Dans leur dernier ouvrage “Une autre fin du monde est possible”, ces trois auteurs proposent des pistes pour apprendre à vivre avec l’effondrement de la société telle que nous la connaissons. Leur crédo, c’est la collapsologie dont nous avons parlé rapidement avec Usbek et Rica. C’est avant tout une approche systémique qui vise à regrouper et analyser des données produites par des scientifiques de domaines très différents. Cela va de la climatologie à l’économie en passant par la psychosociologie. Leur premier livre “Comment tout peut s’effondrer” paru en 2015 s’attachait à définir les contours de cet effondrement sociétal : rareté des ressources, chute d’un système économique basé sur la confiance, dérèglement climatique, et caetera, et caetera. Leur nouveau livre s’attaque quant à lui aux aspects sociaux et sociétaux du changement. Une notion centrale de leur propos est la nécessité de proposer de nouveaux récits pour embarquer les individus dans une Histoire partagée.

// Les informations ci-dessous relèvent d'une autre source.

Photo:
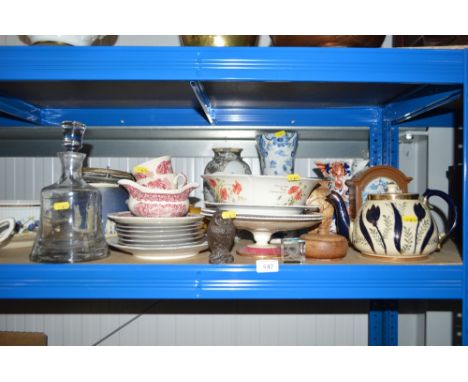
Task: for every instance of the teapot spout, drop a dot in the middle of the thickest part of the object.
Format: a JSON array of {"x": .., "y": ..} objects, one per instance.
[{"x": 343, "y": 224}]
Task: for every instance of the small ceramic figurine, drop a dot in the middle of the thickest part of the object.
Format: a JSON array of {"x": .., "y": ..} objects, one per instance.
[
  {"x": 319, "y": 242},
  {"x": 318, "y": 197},
  {"x": 221, "y": 233}
]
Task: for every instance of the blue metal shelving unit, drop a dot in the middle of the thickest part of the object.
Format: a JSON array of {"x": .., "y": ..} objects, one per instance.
[{"x": 382, "y": 89}]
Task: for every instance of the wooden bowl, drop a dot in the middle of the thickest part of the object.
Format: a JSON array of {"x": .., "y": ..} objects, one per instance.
[
  {"x": 325, "y": 247},
  {"x": 366, "y": 41}
]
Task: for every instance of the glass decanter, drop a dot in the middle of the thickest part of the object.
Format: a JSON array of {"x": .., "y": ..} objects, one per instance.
[{"x": 70, "y": 229}]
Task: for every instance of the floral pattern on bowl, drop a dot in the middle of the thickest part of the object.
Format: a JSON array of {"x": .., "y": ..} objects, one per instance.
[
  {"x": 152, "y": 202},
  {"x": 225, "y": 192},
  {"x": 259, "y": 190}
]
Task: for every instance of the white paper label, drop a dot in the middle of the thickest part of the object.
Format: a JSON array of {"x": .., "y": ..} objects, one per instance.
[{"x": 265, "y": 266}]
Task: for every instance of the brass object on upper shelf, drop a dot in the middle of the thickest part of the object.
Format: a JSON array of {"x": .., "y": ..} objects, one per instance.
[
  {"x": 365, "y": 41},
  {"x": 219, "y": 40}
]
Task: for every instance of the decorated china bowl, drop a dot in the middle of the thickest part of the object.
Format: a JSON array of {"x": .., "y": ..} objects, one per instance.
[
  {"x": 152, "y": 202},
  {"x": 153, "y": 168},
  {"x": 260, "y": 190},
  {"x": 64, "y": 39}
]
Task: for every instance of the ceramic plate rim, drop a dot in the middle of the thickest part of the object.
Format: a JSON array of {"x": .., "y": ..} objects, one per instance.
[
  {"x": 257, "y": 206},
  {"x": 156, "y": 254},
  {"x": 300, "y": 217},
  {"x": 140, "y": 236},
  {"x": 165, "y": 229},
  {"x": 153, "y": 221}
]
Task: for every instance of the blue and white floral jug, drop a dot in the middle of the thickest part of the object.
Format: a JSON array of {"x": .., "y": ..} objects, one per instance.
[{"x": 277, "y": 152}]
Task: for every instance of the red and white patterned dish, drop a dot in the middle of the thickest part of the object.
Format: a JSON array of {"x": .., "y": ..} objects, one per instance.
[{"x": 151, "y": 202}]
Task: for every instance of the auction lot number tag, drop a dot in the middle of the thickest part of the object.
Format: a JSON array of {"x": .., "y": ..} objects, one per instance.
[{"x": 266, "y": 266}]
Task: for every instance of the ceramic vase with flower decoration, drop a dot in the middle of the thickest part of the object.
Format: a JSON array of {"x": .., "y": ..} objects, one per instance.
[
  {"x": 277, "y": 152},
  {"x": 226, "y": 160}
]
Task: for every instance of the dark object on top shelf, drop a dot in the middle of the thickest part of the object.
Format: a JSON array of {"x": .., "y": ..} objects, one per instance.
[
  {"x": 429, "y": 40},
  {"x": 221, "y": 233},
  {"x": 219, "y": 40},
  {"x": 366, "y": 41}
]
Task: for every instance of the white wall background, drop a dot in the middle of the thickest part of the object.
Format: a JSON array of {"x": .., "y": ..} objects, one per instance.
[{"x": 210, "y": 323}]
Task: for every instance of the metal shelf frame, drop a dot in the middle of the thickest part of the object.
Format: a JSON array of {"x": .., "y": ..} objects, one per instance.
[{"x": 433, "y": 82}]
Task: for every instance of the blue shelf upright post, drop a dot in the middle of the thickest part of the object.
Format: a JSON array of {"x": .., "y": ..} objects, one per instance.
[
  {"x": 383, "y": 314},
  {"x": 465, "y": 209}
]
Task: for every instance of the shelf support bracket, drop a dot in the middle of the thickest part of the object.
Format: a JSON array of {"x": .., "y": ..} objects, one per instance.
[
  {"x": 204, "y": 101},
  {"x": 401, "y": 111},
  {"x": 20, "y": 109}
]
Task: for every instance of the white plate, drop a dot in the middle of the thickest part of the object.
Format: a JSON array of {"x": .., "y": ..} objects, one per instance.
[
  {"x": 165, "y": 244},
  {"x": 150, "y": 236},
  {"x": 261, "y": 210},
  {"x": 161, "y": 242},
  {"x": 315, "y": 216},
  {"x": 167, "y": 253},
  {"x": 159, "y": 229},
  {"x": 127, "y": 218}
]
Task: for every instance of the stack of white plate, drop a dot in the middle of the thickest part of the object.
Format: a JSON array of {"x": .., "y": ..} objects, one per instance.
[{"x": 167, "y": 238}]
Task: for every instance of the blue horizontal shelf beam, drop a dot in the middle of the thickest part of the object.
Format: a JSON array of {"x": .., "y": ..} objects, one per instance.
[
  {"x": 236, "y": 64},
  {"x": 444, "y": 119},
  {"x": 20, "y": 110},
  {"x": 401, "y": 111},
  {"x": 90, "y": 281},
  {"x": 357, "y": 117}
]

Indépendamment du postulat défendu par les auteurs, ce qui est particulièrement intéressant, c’est que cette proposition de nouveaux récits se base elle-même sur une mise en récit des données scientifiques. La collapsologie, c’est certes une approche analytique, mais c’est également un travail narratif autour de disciplines scientifiques qui ont parfois du mal à trouver leur place auprès du grand public. Il suffit de demander autour de vous qui a lu le dernier rapport du GIEC, le résultat risque d’être peu enthousiasmant.
Cette notion de mise en récit, dont on entend beaucoup parler sous son appellation anglo saxonne “storytelling”, n’est pas nouvelle. Elle est utilisée depuis longtemps en communication politique, en marketing et en sciences humaines et sociales. Ce qui est plus récent, c’est qu’elle apparaît de plus en plus dans des ouvrages de culture scientifique notamment autour des sciences naturelles. Regardez l’impact médiatique des livres de Pablo Servigne, qui écume les rédactions et les émissions de radio. Si on compare à par exemple – et sans dénigrer son excellent travail – ceux de Philippe Bihouix (comme “l’âge des low techs”), celui-ci n’a pas bénéficié de la même exposition. Les deux ouvrages partagent pourtant un propos central assez proche. On en vient à se demander si un bon récit ne devient pas nécessaire pour assurer la diffusion massive de la connaissance scientifique, indépendamment de la qualité de la recherche effectuée.
Ceci ne va pas toujours de soi pour les scientifiques, notamment à cause d’une vision du récit parfois perçu comme uniquement “artistique” ou “fantaisiste” : en bref, de la science-fiction. Pourtant, la narration répond à un besoin humain de sens et d’identification. Confronté à une l’avalanche de données et d’indicateurs complexes, le grand public ne retrouve pas forcément ce sens. On peut donc s’interroger : les scientifiques sont-ils voués à raconter des histoires pour être écoutés ? Et les médiateurs scientifiques vont-ils devoir devenir des conteurs ?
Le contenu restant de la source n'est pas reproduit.